'Abducted in Plain Sight': Jan Broberg Defends Parents After Shocking Documentary (Exclusive)

Jan Broberg sat down with ET to talk about the circumstances surrounding her being kidnapped twice by the same man.

The true-crime documentary Abducted in Plain Sight has elicited strong reactions since it was released on Netflix earlier this year, and the film's main subject -- Jan Broberg -- sat down with ET to talk about the almost unbelievable circumstances surrounding her being kidnapped twice by the same man. 

Jan, now 56, was first abducted by Robert "B" Berchtold, a close family friend and neighbor, in 1974, when she was 12 years old. Robert fled with her to Mexico, where she alleges he drugged and brainwashed her into believing that she had been kidnapped by aliens and had to have sex with him in order to save the world and her family members. He eventually kidnapped her again when she was 14 years old.

Throughout the course of the documentary, it's revealed that both of Jan's parents -- Bob and Mary Ann -- had sexual experiences with Robert. The Brobergs have been heavily criticized online due to their actions throughout the harrowing documentary, but Jan defends her parents to ET and explains some of the documentary's most bewildering moments. She stresses that Robert was incredibly close to the family, which is why her parents missed warning signs.

"My parents were groomed and manipulated for two and a half years," Jan tells ET's Nischelle Turner. "This family was -- they were our best friends. He was our best friend. ... So, the first thing I want to say is when you put it in context, two and a half years to build ultimate trust with individual members of a family is something that happens slowly, but it happens because you're frequently with those people."

"I want people to put themselves in my parents' shoes," she continues. "First of all, it's the '70s. They don't know what a pedophile is, so there is some naivety there, but my parents weren't stupid."

Jan also explains that even after the first kidnapping, Robert's master manipulation of her parents continued, so they still initially couldn't grasp that she was abused. Still, Jan insists that her father never trusted Robert after the first kidnapping, but does acknowledge the extent to which her mother was taken by him.

"So, here's the thing, he was never allowed back into my home -- my dad didn't want anything to do with him," she notes. "It was just my mother who he had been working on for maybe three, almost now four years, you know. 'I'm in love with you.' .... My mother, who has had a crush on him, you know, been infatuated with him for many years now, he really does the dirty work on her."

Jan also wants to clear up one of the most talked-about parts of the documentary -- the Brobergs allowing Robert to sleep with Jan on her bed when she was a child after he claimed his therapist said it would help him overcome his own childhood trauma. 

"That is one part of the documentary that I want to be changed because he did not sleep inside of my bed," Jan says. "He laid on the top of my bed just like Mom, Dad, or anybody else when I'm nine, 10, or 11, reading a story, tickling backs, you fall asleep. I was asleep, he had told my parents, 'I have these tapes I was given by this psychiatrist. I'm supposed to lay by a child who was the same age as I was when I was abused as a kid. And then I lay by the child and I listen to these tapes, and it's supposed to help me overcome the trauma that I went through in my childhood.' The door is open, my mom is doing laundry and she walks in the room and puts the clothes away in the drawers and out she goes and he's laying there listening to these tapes while I'm asleep."

Jan's father died last November after a battle with bone cancer. Jan says Bob never got over the kidnappings, particularly, the guilt he felt about having his own sexual experience with Robert. 

"My dad was such a good man and he was so embarrassed that we never thought he would talk about it on camera," Jan shares. "Because it was just that one experience ... and I think he took the guilt and shame of that to his grave."

Jan notes that both Bob and Mary Ann tried hard to atone for their mistakes. 

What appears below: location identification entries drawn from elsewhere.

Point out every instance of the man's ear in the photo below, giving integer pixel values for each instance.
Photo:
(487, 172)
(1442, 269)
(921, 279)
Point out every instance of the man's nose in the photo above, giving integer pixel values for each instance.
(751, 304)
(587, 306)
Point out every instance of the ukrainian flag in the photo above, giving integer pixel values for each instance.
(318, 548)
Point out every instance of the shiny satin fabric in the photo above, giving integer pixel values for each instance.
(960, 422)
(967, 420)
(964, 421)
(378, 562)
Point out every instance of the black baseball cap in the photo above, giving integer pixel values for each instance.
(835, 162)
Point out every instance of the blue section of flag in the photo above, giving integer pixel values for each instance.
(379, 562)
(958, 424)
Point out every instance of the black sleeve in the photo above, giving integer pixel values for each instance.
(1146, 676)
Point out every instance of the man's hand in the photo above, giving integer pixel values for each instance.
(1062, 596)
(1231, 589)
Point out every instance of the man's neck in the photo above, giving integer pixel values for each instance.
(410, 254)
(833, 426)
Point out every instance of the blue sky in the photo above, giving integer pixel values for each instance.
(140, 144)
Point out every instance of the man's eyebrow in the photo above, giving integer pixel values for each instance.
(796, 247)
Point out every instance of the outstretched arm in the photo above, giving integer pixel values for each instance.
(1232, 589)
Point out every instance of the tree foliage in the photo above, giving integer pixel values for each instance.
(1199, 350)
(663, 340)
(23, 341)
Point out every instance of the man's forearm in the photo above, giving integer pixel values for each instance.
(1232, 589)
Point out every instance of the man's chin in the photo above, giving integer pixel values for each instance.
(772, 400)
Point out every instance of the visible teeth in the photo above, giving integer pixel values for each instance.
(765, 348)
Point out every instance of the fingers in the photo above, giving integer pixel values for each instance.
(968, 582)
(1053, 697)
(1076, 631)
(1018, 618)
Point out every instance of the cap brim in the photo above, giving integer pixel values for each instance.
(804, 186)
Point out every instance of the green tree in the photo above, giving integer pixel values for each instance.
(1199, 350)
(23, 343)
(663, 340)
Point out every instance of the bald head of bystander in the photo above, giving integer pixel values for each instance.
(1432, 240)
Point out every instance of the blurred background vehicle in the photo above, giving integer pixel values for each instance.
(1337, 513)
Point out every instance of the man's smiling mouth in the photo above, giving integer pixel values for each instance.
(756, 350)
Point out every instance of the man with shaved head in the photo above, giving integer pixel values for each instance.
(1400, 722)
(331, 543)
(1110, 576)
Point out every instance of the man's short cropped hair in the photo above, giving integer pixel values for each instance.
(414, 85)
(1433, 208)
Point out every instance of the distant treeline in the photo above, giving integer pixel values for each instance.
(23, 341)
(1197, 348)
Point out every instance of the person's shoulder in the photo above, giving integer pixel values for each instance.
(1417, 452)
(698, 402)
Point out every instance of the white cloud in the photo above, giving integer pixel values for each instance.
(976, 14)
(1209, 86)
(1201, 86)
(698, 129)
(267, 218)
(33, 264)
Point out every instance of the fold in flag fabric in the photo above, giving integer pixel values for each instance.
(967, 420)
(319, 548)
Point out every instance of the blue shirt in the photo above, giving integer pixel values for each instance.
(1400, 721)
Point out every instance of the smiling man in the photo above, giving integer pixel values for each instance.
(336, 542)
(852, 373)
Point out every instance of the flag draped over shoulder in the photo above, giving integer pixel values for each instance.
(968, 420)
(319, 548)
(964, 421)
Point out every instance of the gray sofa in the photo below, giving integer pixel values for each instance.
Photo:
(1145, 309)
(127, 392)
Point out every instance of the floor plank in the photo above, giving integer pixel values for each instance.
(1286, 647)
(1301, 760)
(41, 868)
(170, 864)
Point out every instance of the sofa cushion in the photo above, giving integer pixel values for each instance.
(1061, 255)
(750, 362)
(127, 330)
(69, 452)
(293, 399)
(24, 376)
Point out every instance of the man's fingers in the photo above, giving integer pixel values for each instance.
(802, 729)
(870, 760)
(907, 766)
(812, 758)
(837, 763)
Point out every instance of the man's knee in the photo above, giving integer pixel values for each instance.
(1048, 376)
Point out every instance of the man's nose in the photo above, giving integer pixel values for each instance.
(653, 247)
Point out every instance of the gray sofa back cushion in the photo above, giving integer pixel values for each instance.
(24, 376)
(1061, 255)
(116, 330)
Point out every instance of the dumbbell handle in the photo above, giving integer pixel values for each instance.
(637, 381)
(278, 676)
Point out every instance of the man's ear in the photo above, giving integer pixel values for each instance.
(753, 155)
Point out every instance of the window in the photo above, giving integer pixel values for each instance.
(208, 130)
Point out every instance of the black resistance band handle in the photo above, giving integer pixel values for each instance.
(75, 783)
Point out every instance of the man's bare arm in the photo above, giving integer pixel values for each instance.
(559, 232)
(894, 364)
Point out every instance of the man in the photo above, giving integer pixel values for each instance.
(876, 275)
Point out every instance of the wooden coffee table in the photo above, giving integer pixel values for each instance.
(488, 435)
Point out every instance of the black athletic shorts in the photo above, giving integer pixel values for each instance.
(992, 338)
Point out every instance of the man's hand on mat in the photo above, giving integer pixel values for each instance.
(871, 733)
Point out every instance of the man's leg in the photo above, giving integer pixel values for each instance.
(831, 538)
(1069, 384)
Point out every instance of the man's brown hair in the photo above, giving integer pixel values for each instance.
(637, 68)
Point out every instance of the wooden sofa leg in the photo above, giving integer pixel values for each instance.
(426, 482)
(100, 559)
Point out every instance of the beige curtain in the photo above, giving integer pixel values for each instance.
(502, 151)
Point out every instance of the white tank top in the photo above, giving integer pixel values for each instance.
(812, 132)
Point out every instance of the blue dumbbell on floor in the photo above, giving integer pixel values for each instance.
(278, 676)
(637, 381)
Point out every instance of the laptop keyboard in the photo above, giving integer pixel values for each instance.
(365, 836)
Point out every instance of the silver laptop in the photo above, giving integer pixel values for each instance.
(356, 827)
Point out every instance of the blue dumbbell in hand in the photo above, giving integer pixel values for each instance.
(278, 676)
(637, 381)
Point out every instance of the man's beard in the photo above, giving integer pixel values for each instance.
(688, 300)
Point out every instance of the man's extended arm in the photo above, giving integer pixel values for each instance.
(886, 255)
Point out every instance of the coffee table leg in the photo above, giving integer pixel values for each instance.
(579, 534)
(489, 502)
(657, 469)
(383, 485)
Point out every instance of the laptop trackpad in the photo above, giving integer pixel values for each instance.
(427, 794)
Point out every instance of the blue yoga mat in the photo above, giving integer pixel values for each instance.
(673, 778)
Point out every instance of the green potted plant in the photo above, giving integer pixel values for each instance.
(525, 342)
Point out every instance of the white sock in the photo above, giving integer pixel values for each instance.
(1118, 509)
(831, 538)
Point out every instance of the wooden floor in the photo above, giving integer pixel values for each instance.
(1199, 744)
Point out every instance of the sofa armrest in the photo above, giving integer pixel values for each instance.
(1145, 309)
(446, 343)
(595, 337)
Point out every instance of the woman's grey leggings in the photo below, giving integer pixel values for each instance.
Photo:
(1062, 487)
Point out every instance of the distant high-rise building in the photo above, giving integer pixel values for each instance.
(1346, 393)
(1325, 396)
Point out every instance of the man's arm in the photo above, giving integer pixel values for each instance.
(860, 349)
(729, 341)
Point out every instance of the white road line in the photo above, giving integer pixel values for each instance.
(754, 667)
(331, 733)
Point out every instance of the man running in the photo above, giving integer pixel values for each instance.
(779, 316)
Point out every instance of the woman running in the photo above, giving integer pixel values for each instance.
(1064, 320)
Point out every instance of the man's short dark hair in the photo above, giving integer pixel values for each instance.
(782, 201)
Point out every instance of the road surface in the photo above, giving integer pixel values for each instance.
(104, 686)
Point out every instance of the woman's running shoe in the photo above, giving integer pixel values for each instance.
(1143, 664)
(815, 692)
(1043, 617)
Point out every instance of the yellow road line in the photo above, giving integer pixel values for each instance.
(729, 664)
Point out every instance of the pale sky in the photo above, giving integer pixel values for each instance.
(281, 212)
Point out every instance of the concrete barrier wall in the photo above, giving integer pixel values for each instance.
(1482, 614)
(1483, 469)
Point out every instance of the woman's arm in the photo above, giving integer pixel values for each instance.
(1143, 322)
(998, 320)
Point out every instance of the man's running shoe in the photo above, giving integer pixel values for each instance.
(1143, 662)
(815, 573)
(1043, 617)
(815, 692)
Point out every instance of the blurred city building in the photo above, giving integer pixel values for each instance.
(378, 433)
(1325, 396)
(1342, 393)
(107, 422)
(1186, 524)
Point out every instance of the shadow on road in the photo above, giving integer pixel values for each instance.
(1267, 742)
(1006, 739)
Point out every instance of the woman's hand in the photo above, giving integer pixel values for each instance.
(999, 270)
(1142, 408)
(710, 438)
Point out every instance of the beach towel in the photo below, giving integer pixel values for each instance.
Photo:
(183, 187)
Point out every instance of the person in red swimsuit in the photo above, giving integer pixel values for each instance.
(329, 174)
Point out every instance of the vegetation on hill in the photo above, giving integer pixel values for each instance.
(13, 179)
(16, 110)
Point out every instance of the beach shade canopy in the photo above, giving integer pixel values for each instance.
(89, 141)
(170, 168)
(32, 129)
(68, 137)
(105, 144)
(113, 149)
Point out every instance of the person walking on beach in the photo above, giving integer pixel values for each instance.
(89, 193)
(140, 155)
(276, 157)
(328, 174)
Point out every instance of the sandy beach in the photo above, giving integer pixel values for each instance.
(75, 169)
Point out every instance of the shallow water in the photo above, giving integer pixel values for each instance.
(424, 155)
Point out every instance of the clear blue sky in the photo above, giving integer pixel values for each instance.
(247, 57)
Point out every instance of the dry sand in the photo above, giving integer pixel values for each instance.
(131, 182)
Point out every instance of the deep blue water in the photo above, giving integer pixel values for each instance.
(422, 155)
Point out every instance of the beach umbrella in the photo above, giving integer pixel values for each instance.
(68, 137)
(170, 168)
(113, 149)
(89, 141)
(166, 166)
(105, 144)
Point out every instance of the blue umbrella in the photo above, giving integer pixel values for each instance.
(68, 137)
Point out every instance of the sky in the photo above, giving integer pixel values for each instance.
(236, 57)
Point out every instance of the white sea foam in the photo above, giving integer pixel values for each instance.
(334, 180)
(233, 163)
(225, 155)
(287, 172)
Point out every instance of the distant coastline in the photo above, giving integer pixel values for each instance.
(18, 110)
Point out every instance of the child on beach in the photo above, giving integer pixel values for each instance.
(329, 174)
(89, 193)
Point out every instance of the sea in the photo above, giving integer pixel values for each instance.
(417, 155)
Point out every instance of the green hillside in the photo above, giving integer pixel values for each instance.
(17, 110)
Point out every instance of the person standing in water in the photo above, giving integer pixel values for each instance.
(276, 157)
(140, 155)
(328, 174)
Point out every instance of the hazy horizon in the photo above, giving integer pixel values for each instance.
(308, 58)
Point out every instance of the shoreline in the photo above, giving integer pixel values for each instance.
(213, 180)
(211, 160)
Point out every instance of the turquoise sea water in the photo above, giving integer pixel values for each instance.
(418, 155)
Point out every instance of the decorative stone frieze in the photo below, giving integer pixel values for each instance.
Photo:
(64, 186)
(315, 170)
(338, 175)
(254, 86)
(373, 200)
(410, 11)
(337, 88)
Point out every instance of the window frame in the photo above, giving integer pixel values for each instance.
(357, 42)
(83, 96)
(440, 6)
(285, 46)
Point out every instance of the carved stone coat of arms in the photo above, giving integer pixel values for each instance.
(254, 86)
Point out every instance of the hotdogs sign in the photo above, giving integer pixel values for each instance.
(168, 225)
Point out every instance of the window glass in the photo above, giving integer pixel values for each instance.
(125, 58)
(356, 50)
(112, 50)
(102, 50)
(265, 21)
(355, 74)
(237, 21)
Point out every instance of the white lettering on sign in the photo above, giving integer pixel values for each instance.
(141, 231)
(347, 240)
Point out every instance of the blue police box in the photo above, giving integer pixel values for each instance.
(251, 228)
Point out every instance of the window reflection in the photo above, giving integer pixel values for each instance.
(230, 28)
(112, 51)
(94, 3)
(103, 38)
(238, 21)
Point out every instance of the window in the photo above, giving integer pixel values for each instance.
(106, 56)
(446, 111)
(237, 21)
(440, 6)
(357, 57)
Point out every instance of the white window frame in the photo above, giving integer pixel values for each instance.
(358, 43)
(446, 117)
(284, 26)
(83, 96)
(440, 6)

"My mom went back to school after all of us graduated and became a social worker," she points out. "Placed hundreds of kids in foster care, good foster homes and adoptive homes, and lobbied before Congress to get funding to open a center for missing and exploited children in Idaho and in Utah. So, my mom and dad worked really hard to try and make up for their indiscretion."

Jan says they also completely understood the criticism against them after the documentary's initial release in 2017. Still, she says that prior to her kidnapping in 1974, they gave her and her siblings a wonderful upbringing. 

"They're my mom and dad and ... I had 12 amazing childhood years before I woke up in the back of that motor home, where we ate dinner together, every night we talked, we were unconditionally loved, we were listened to," Jan says.

She says the reason the documentary has resonated with people is because of the fact that it could easily happen to others. 

"Grooming and manipulation is so subtle," she stresses. "We don't think this kind of thing could happen to us and yet somewhere deep inside, we've all been conned or we've all had some brush with somebody taking advantage of us to some degree. ... People don't want to believe that they aren't seeing something that's in their own family or in their own congregation or in their own neighborhood, but that's because we have a bias. The person we trust and love, we're not going to see the little, subtle warning signs because we don't want to, first of all. So, that's really the crux of that story."